Urinary tract infections can involve the bladder, ureters and kidneys. Urinary tract infections occur when bacteria infect the urinary tract, although other organisms like fungus and tuberculosis can also be involved. Patients with urinary tract infection present with painful urination, frequent urination, flank pain, cloudy or bloody urine, and systemic symptoms like fever and chills.
Uncomplicated versus complicated urinary tract infections
Urinary tract infections are divided into uncomplicated and complicated types of infections. Uncomplicated infections occur in healthy patients who have a normal urinary tract. Complicated urinary tract infections make therapy less likely to be effective. This can be because of structural abnormalities of the urinary tract. Certain patient factors like being immunocompromised, elderly or pregnant.
When should a urinary tract infection be imaged?

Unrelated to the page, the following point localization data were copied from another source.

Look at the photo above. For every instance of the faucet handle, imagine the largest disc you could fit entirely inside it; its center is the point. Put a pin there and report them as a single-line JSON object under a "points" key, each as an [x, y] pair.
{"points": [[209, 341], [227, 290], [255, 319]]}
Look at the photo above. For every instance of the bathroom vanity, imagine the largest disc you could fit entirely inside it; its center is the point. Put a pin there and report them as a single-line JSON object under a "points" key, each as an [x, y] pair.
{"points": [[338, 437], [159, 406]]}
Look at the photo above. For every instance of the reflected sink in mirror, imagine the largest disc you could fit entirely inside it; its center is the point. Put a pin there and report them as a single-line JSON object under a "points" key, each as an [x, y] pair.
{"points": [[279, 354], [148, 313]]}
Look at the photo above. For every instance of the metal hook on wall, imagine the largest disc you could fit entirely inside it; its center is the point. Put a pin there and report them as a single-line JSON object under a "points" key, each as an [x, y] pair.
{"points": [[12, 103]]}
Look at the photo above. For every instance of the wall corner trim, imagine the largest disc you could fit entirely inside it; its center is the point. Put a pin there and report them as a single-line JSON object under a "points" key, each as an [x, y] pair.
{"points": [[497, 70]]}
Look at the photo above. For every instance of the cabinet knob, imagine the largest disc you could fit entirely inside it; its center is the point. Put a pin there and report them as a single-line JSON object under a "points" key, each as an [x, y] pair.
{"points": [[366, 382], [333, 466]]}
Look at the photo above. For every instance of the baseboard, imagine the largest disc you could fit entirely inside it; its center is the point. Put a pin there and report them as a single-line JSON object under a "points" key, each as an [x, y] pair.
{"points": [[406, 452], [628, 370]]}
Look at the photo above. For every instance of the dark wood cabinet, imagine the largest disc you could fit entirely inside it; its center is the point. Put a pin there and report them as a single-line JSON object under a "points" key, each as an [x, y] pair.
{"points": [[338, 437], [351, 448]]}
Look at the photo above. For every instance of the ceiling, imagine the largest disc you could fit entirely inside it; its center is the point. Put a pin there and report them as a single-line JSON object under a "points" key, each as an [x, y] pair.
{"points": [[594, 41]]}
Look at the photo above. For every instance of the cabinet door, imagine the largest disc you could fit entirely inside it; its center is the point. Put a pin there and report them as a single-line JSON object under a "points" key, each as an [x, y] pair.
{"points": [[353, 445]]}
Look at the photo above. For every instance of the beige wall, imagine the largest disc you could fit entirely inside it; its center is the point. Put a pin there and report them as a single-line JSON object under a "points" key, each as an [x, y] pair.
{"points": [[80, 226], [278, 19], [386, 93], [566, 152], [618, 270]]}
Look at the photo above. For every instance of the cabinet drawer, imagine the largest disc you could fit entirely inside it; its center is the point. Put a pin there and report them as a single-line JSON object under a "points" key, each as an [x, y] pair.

Uncomplicated types of infections are treated with antibiotics. Imaging is often not suggested but still often done to exclude other possibilities, complicating factors or when symptoms and lab testing is not conclusive. Complicated urinary tract infections will be imaged to look for abscess (pocket of pus) or structural abnormalities of the urinary tract.
Infection of the bladder will demonstrate wall thickening on CT. There may be haziness of the fat surrounding the bladder. Not all bladder infections will show up on CT. A bladder which is not completely filled may look like it has a thick wall and mimic a bladder infection. Bladder infections can be complicated with gas formation in the wall or bleeding.
Kidney infections are called pyelonephritis. They are more common in women. They present with fevers, flank pain and tenderness. Bacteria gain access to the bladder and then extend up the ureters to the kidneys. Imaging is often reserved for patients who may have an obstructed infected kidney, structural abnormalities or those who are at risk like the immunocompromised.
CT for pyelonephritis is best done with contrast given through the vein. Often there will be areas of low density abnormality involving the kidney. There may fluid or haziness of the fat surrounding the kidney. The renal pelvis and ureters which pass urine to the bladder may look thickened. Complicated cases may show an abscess in the kidney. An obstructed infected kidney is an emergency and needs to be treated by relieving the obstruction.
Urinary tract infections which occur in healthy patients without known structural abnormalities are often not imaged and responds well to antibiotics. Those which are complicated or occur in sick or immunocompromised patients will often be imaged. Urinary tract infections are often evident based on clinical symptoms and lab abnormalities. Imaging will often confirm the suspicion of a urinary tract infection. Imaging may also show structural abnormalities of the urinary tract which may make treatment less effective.